Michael Altfield's gravatar

*Cheap*, Redundant, Multi-TB, Storage Solution

Storage is getting so cheap these days. So cheap, in fact, that multi-terabyte home servers are now economically feasible.

The emergence of cheap 1 terabye hard drives and ZFS perfectly compliment each other. Like others, I've embraced these two technologies to build myself a redundant, multi-TB disk array with 3x1TB drives running in a RAIDZ on OpenSolaris for about $300.

Introduction

ZFS

ZFS is the new Sun filesystem that was designed for the 21st century. It's extremely easy to implement, even easier to maintain, insanely resilient, and quite scalable. This post isn't about ZFS, so I'll refrain from going (too much) into its features, but here's the most important aspects (obtained from wikipedia):

  • Open Source and Free
  • Integrity Checking and Automatic Repair
  • Software RAID(Z)
  • Compression
  • Portable
  • Easy
  • Automagic

Pitfall

When it was all said and done, I did have (just) one gripe with ZFS: it currently doesn't allow adding drives to virtual devices (such as a RAIDZ).

In ZFS, you have a pool that contain virtual devices that contains physical disks. A virtual device is a collection of physical disks in one of the following configurations: striped, cloned, or RAIDZ (2). In my setup, I have a single RAIDZ virtual device made up of 3x1TB drives.

Currently, you can only add more virtual devices to the zpool. This means that if you have a 3 drive RAIDZ in your zpool and want to add 1 drive to your RAIDZ, you can't. The only thing you can do (if you want to have a RAIDZ to get redundancy and at least 75% data usage) is add 3 _more_ drives. For more info, see this post about a proposed Expand-O-Matic RAID-Z.

Open Solaris

IMHO, the best way to get and use the latest version of ZFS is through the OpenSolaris OS. OpenSolaris is driven by Sun, so it's going to have the latest and greatest (both bleeding edge *and* stable) revisions of ZFS.

BSD

ZFS has been ported to BSD. Alternatively, you could use BSD--but you'll probably be (a little) behind in functionality.

Linux

Due to licensing issues, ZFS is having difficulty being ported to Linux distros. You *could* use it, but I'd be very hesitant to do so..

Hardware

Here's what I threw in a pot to brew my rig:

I bought the drives and the SATA controller card off newegg, and I picked the server up at a local computer recycle shop for free. If you want a free server, I highly recommend stopping by a local computer recycle shop. This Dell 2450 is considered 'unusable' in the business world because it's ages old and out of warranty.

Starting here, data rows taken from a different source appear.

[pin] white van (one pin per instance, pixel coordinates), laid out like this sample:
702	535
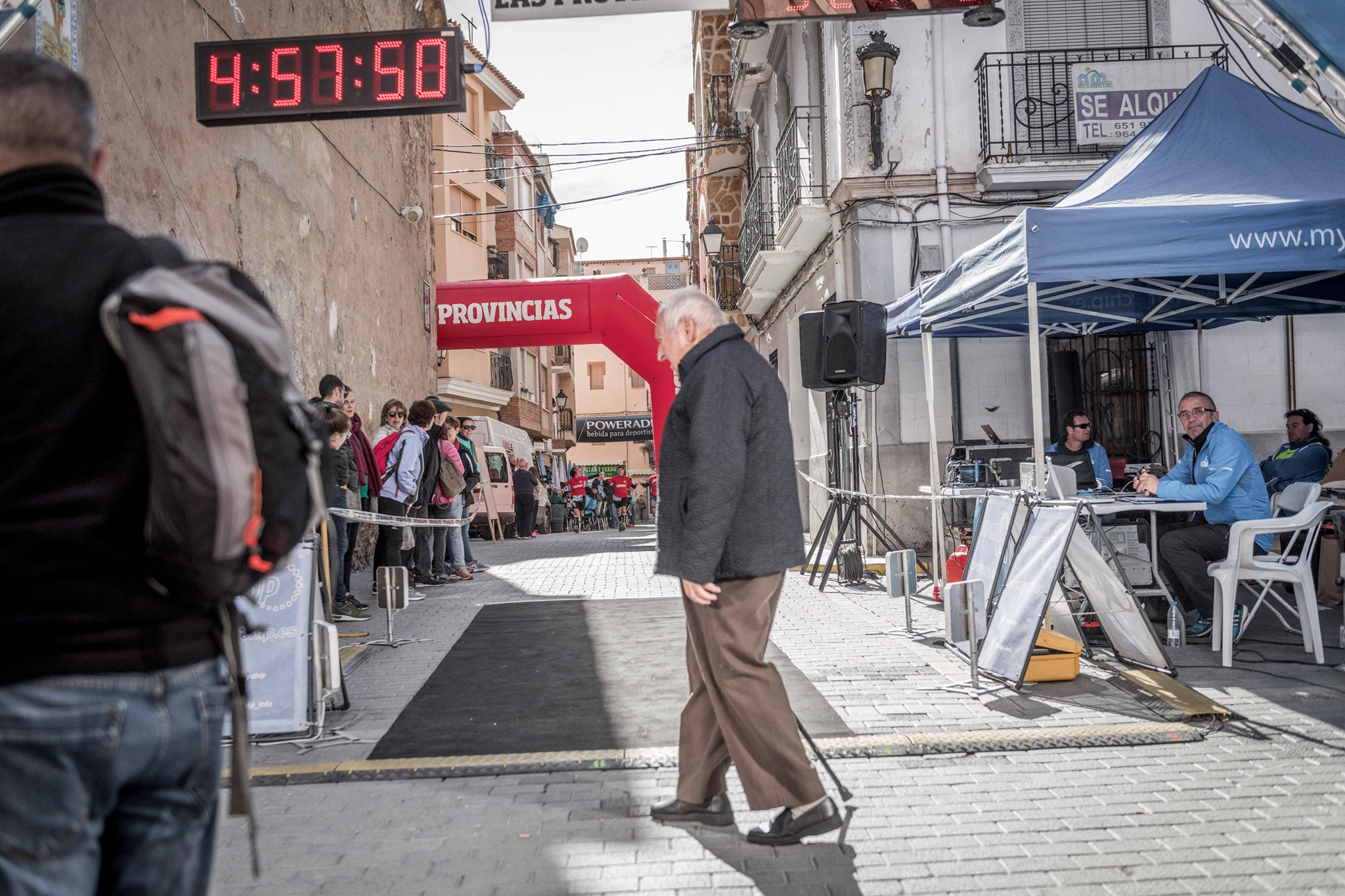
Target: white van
500	445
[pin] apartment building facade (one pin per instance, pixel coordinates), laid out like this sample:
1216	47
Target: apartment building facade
490	223
607	387
841	199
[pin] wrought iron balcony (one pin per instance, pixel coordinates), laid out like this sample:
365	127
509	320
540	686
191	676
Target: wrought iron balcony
1028	105
797	164
720	119
494	167
726	277
759	217
502	371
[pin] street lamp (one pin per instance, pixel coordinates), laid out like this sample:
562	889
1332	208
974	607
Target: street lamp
877	58
712	238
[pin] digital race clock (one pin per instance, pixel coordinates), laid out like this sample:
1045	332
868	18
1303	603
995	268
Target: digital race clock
342	75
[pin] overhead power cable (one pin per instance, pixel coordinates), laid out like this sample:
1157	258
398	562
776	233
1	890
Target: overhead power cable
595	199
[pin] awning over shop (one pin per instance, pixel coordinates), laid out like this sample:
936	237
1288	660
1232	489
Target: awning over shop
1228	207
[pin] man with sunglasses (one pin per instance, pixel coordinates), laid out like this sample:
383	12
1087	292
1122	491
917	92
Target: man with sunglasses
1219	469
1082	454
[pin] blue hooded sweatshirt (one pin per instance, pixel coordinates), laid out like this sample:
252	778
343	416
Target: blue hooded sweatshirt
1296	463
1224	475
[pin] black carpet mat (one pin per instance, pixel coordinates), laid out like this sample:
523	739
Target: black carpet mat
546	676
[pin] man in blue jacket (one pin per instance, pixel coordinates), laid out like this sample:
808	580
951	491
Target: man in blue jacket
1219	469
1079	452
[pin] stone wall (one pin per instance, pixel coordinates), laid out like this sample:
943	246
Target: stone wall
310	211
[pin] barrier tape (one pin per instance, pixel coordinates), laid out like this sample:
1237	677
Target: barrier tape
888	498
382	519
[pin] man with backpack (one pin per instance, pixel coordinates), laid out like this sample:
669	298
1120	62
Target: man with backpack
112	681
401	480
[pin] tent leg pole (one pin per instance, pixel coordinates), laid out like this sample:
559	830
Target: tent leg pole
1039	441
935	477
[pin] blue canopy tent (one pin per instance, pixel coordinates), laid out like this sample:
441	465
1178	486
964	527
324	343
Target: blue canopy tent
1229	206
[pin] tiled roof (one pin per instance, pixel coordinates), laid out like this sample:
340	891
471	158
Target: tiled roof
490	68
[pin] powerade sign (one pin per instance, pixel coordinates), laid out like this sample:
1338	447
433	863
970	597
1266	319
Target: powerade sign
635	427
1114	101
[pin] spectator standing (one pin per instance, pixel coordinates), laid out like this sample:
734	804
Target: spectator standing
365	495
1304	458
337	426
447	548
472	473
401	479
391	419
105	671
423	572
525	500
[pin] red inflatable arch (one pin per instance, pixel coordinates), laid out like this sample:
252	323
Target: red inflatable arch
611	309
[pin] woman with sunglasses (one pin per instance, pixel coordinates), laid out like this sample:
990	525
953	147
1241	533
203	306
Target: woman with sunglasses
390	421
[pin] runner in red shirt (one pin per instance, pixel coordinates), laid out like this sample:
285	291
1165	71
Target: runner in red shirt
622	485
577	486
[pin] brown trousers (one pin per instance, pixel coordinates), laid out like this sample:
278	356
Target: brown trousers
739	711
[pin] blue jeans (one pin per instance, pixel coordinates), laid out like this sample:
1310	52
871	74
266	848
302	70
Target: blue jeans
467	543
110	782
337	542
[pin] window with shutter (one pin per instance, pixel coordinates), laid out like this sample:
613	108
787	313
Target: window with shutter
1076	24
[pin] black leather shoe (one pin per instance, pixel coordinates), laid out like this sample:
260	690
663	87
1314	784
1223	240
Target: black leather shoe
716	811
786	829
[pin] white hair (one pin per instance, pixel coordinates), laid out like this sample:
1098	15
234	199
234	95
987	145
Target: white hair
690	303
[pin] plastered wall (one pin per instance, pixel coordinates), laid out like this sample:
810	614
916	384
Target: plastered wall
310	211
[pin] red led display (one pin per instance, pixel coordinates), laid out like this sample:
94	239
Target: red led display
349	75
768	10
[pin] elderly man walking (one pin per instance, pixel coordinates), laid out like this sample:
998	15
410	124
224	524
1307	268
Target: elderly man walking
730	531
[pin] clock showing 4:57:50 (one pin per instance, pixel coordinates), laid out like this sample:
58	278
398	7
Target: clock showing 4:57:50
345	75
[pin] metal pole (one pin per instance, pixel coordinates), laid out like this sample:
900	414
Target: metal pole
935	477
16	19
1292	366
1039	441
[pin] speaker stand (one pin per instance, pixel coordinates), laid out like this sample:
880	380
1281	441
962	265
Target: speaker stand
847	508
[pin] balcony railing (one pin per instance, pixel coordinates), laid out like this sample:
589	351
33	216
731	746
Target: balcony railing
495	167
502	371
666	281
759	217
798	163
1028	105
720	119
726	273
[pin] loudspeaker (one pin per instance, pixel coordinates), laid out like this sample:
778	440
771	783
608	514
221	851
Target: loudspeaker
844	344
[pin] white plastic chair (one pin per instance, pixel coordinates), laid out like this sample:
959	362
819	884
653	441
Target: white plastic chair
1243	565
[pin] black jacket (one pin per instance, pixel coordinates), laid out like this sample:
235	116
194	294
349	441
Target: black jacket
74	473
728	494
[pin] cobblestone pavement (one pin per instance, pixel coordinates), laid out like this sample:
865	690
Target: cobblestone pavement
1254	807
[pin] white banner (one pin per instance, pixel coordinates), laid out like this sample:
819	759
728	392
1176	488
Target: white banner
533	10
1114	101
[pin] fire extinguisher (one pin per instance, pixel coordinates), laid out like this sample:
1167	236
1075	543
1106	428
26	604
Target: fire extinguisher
954	568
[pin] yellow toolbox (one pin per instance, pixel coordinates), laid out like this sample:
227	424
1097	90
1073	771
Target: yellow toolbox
1055	658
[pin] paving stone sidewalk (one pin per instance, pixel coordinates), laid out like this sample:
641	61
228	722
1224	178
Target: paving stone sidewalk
1254	807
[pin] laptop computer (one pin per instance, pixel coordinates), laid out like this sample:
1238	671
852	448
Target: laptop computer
1060	480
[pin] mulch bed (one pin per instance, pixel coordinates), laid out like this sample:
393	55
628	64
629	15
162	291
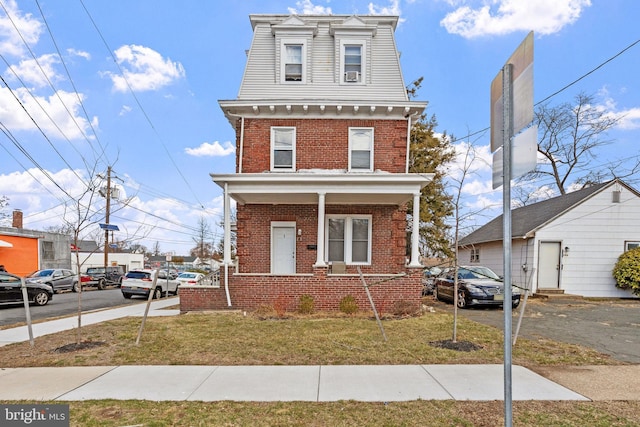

Mine _only_ has 2x1Ghz processors and 2GB of RAM--not enough for most enterprise corporations, but perfect for my needs. Anyway, most recycle shops are being flooded with these machines. A lot of the time, they just ship them off to china to be melted down. The guy I got it from didn't mind sparing a couple--he said he'd rather see it being recycled for computing than recycled for scraps.

So, all in all, I spent about $300 for 3TB of raw storage (actually: 2.73TB) and 2.25TB of usable storage (actually: 1.79TB).

OpenSolaris Install

First things first, I downloaded the latest version of OpenSolaris (at the time of writing: 2008.11), and booted to live CD to kick off my server install.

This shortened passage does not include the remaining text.